For California residents, there’s a company called Tesloop. They, like Lyft or Uber, allow you to order up a ride whenever you need one, wherever you are. They are notable for including zero emissions vehicles from Tesla like the Tesla Model S. Given the nature of their service and the fact that they operate in California, they tend to rack up serious miles rather quickly. And so, its first car, a Tesla Model S has just hit 300,000 on its odometer.
How Do 300,000 Miles Driven Affect a Tesla?
They call the car the “eHawk” and it is in fact the only Model S in Tesloop’s possession. According to the company, any one of their cars travels upwards of 17,000 miles a month going though LA, Sandiego, Orange County and Palm Springs. Ever since Tesloop’s Model S began driving, it has only ever been taken to the shop for a total of 12 days and only accrued $10,500 in maintenance, total.

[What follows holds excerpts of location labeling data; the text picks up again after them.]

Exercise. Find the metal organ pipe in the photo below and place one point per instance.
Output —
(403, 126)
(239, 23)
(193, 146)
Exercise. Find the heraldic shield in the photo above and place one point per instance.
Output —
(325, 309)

This is in part because Tesloop utilizes Tesla’s Supercharging network for free. That is notable because a Mercedes S class or Lincoln Town Car roughly the same age and mileage as the Tesla Model S would have cost more. The Mercedes would have taken up 112 days or service and cost $86,000 in repairs while a Lincoln would have taken roughly 100 days of service and $70,000 in repairs.
The Secret to Success: Tesla’s Battery Degrades Very Little
You may think with as long as Tesla needed to operate and how many charges it needed, that the battery would lose some of its power. However, Tesloop claimed to TechCrunch that their Model S only lost 6 percent of its total charging capacity.

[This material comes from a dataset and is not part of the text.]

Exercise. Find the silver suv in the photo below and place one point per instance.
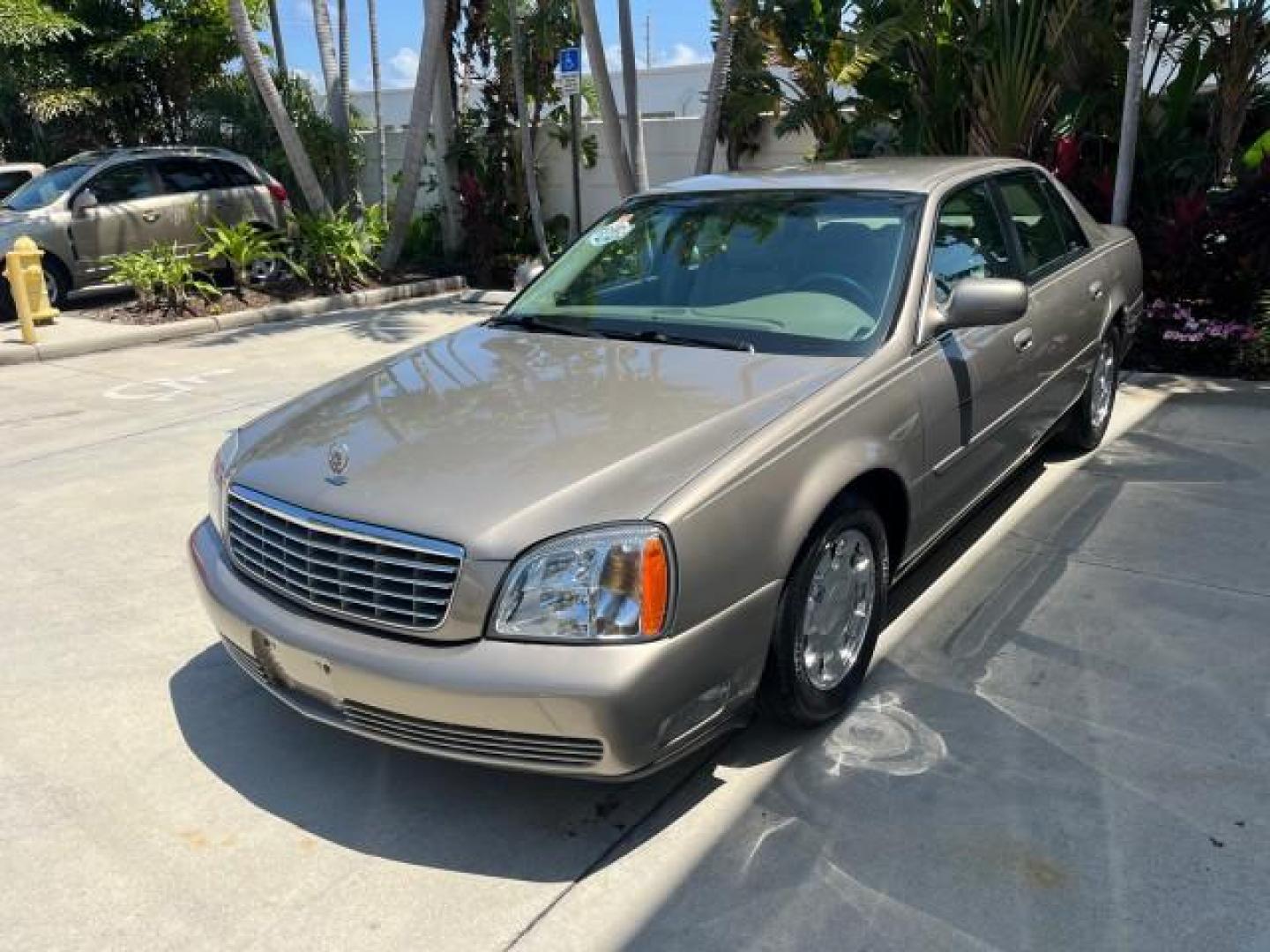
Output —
(97, 205)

They explained that for most Tesla owners and drivers, a full charge is not typical. Unless, they plan on a long road trip. Since Teslopp’s cars do a long trip every day, they fully charged every day (no matter how much energy was left previously) and simply let the battery degrade.
However, note that while the battery degrading by 6 percent seems negligible, other issues arose. For instance, once the Model S hit past the 200,000 mile mark, the car’s range estimator became incredibly inaccurate. The car didn’t actually lose range according to the display but it would power down ahead of its estimation.
To Fix Other Issues, Tesla Steps in With a Software Update
When Tesla noticed there was now a battery chemistry state from the high mileage. They lookd closer into the Tesloop’s Model S and found it as not prepared for this. They then gave the car a firmware patch update but also just replaced the Tesla’s battery just in case. Tesloop then got the 6% battery back and the Model S is almost good as new.
Tesloop is keeping the 300,000+ mile Model S in service. In fact they predict they may still be able to rack an additional 900,000 miles over the next 6 years. The Tesla warranty is still active in that time . Few cars ever hit past 200,000 miles. So for a car as new as a Model S to go above and beyond onto 300,000 is a massive automotive achievement. It is also, hopefully, a sign of things to come for future cars.